Barbecued Shredded Pork
Barbecued Shredded Pork with Corn Crepes and Avocado Salsa
Yield: Serves 8
1/4 cup corn flour
1/4 cup all-purpose flour
2 teaspoons sugar
1/4 teaspoon kosher salt
1 egg
3/4 cup milk
2 Tablespoons unsalted butter, melted
2 Tablespoons minced chives
2 cups barbecue sauce (separate recipe)
4 cups shredded cooked pork
Avocado Salsa (recipe follows)
In a medium mixing bowl sift together the dry ingredients. In a separate bowl
combine the egg, milk, and melted butter. Make a well in the dry ingredients and
gradually beat in the egg mixture. Stir in the chives. Let the batter rest for
30 minutes before using.
Heat a well-seasoned crepe pan over medium heat until almost smoking. Butter
lightly and pour in about 2 tablespoons of batter, just enough to make a thin
5-inch crepe, tilting the pan to distribute the batter evenly. Bake until golden
brown, cooking on one side only. Remove the crepe from the pan and continue with
the remaining batter, stacking the warm crepes on a plate.

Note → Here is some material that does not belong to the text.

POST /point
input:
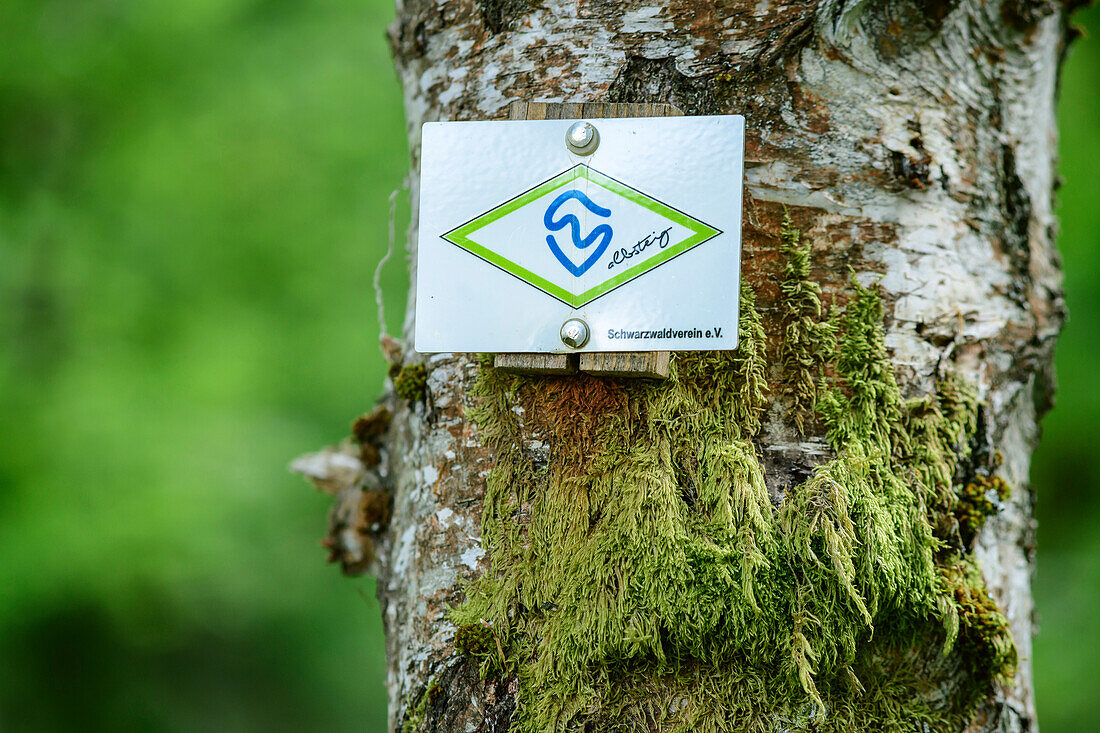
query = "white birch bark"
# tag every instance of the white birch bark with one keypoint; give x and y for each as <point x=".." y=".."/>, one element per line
<point x="912" y="141"/>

Heat the barbecue sauce in a medium saucepan and add the shredded pork. Stir to
coat the pork evenly with the sauce. Simmer gently for a few minutes to make
sure the meat is heated through. Fold or roll the crepes around the filling. Top
with any remaining barbecue sauce and serve the avocado salsa on the side.
Avocado Salsa
Yield: makes 2 cups
1/2 cup minced white onion (about 1/2 medium onion)
2 Tablespoons lime juice, more to taste
1 medium tomato
2 medium, ripe avocados
1 or 2 Serrano chilies (according to taste), finely minced
2 Tablespoons chopped cilantro
kosher salt to taste
In a medium-size bowl, mix the minced white onion and 2 tablespoons of the lime
juice. Set aside while preparing the tomato and avocados. Core and cut the
tomato into 1/4-inch dice. Cut the avocados in half, remove the seeds, scoop out
the flesh. Cut the flesh into 1/2-inch dice. add the tomato, avocado, minced
chilies and cilantor to the onion mixture. Taste for seasoning and add salt,
lime juice or minced chili as needed. Cover tightly with plastic wrap and let
the salsa stand for about 1/2 hour before serving.
Barbecue Sauce
Yield: makes 2 cups
3/4 cup chili sauce (bottled)
1/3 cup molasses
3 Tablespoons soy sauce
1 Tablespoon Dijon mustard
1 clove garlic, crushed
3 Tablespoon lemon juice
1/3 cup chicken stock
1/4 cup water
1 Tablespoon Tabasco sauce
1 Tablespoon kosher salt
2 Tablespoons Worcestershire sauce
1/4 Tablespoon chili flakes
1/2 Anaheim chili, seeded and cut into 1-inch pieces
1/2 Chipotle chili in adobo sauce (canned)
Combine all the ingredients in a heavy-bottomed saucepan and bring to a boil
over high heat. Reduce heat to low and simmer 15 to 20 minutes. Remove from heat
and put through a fine strainer. Refrigerate if not using immediately. Sauce
will keep in refrigerator for up to 4 days.